Phase variation can occur in different ways, including slipped-strand mispairing of SSRs during DNA replication, general and site-specific recombination, excision/insertion of mobile genetic elements such as transposons and insertion sequences, and epigenetic regulation through differential methylation (42). Over the years, SSRs have emerged as a common and important mechanism for phase variation both of particular genes/proteins and on a genome scale (41). The present study is one of the first comprehensive attempts to understand the importance of SSRs for phase variation in a Gram-positive pathogen, S. agalactiae. Through comparative genomic analysis of eight bacterial genomes representing the most frequently isolated serotypes, we present evidence of genotypic variation indicative of slipped-strand mispairing in SSR regions.

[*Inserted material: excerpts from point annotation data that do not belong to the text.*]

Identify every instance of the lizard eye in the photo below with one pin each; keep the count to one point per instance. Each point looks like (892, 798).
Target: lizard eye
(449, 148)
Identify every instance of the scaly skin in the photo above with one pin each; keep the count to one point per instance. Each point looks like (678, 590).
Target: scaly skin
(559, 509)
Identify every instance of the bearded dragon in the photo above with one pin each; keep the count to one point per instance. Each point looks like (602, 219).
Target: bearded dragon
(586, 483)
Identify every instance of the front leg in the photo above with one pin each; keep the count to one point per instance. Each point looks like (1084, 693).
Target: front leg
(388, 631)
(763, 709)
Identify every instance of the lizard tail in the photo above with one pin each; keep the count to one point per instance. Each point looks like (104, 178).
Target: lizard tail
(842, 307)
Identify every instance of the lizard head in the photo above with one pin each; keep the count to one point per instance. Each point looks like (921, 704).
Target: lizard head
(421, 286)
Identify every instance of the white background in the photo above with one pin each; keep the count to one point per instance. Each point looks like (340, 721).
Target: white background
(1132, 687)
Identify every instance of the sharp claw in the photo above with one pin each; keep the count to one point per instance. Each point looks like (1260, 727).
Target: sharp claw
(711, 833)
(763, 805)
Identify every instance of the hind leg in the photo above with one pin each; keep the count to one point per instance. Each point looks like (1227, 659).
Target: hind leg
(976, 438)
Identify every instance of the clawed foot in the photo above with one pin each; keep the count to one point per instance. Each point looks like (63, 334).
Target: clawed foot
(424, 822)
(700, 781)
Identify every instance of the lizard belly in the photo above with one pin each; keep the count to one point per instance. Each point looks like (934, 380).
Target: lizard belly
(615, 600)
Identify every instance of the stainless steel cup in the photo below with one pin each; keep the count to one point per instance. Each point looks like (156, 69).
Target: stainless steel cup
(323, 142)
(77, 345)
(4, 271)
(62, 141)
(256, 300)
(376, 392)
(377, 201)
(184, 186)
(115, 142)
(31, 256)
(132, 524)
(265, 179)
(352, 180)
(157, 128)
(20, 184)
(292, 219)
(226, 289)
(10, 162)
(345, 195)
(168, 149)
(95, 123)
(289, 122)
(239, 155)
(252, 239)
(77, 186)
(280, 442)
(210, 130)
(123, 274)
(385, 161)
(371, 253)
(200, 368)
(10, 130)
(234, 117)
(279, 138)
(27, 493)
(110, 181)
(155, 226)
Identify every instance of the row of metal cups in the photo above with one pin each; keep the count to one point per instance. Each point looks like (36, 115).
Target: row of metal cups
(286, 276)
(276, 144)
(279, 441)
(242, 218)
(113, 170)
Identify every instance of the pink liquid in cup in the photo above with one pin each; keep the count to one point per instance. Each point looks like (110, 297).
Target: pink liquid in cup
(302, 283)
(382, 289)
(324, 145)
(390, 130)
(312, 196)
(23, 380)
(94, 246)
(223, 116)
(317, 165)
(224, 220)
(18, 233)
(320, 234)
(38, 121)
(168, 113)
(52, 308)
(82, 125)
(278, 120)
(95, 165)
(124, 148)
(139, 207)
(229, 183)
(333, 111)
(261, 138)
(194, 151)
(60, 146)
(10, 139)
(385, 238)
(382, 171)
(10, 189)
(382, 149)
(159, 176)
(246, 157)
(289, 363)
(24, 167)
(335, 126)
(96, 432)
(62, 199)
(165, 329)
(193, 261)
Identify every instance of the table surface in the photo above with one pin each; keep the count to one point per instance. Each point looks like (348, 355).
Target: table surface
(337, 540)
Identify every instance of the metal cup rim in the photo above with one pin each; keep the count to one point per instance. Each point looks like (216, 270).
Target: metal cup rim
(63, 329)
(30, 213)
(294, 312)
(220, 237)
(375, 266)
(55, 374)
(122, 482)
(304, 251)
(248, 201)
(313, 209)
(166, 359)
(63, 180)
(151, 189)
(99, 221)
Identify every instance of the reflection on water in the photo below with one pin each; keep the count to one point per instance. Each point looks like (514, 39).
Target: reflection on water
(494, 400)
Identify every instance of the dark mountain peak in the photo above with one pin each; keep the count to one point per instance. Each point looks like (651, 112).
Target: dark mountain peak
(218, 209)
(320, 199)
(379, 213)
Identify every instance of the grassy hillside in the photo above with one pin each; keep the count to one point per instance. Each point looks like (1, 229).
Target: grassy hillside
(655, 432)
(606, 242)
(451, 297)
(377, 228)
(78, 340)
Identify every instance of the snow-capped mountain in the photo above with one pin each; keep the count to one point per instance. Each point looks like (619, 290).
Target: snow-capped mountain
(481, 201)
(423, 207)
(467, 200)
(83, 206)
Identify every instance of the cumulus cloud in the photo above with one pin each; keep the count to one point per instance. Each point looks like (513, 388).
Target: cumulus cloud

In a first stringent screening, a wide variety of SSRs were examined across the eight genomes. The results suggested that the repeat type that has the highest propensity to vary is the homopolymeric tract, especially the poly-A tract. With an extended screening of homopolymeric tracts, additional polymorphisms were identified, and this reinforced the potential importance of poly-A as a means to drive phase variation. In addition, the longest homopolymeric tracts identified were examined, and gene loci with clustered SSRs were identified. Moreover, a previously undescribed positional bias of poly-A tracts within ORFs was observed. The longest tracts were preferentially located in the 5′ ends of ORFs. Should a poly-A tract within a coding sequence alter and a frameshift ensue, it may be advantageous that the resulting product is a short peptide. A major truncation is more likely to efficiently inactivate the protein and may avoid inadvertent effects due to misfolded or functionally altered proteins. Moreover, the bioenergetic cost of translation is proportional to the length of the product. Interestingly, while poly-A tracts seem to be the most slippage-prone among the SSRs, the longest such tracts are statistically underrepresented in the genome, implying an evolutionary selection against such sequence elements. An alternative means of repressing potential variation are point mutations within SSRs (stabilization), of which several examples were noted during screening procedures.

Overall, among the loci identified there are many examples of genes encoding surface proteins or secreted proteins or of genes that indirectly affect such proteins. Examples include cell wall attached proteins, lipoproteins, membrane proteins, and sortase, the latter of which could influence a range of cell wall attached proteins. Such surface structures constitute rather typical examples of potential phase variation. Less typical is the observed SSR polymorphisms in transcriptional regulators and two-component systems. It would seem disadvantageous to override regulation through the genotypic inactivation of regulatory components. However, in a recent study it was shown that homopolymeric tract polymorphisms in a C. jejuni response regulator cause ON/OFF phase variation of both flagellar biosynthesis and its regulator (10). The gene encoding the regulator is variable through a cluster of five poly-A and one poly-T tracts, which are comparable in length to the tracts discussed in the present study.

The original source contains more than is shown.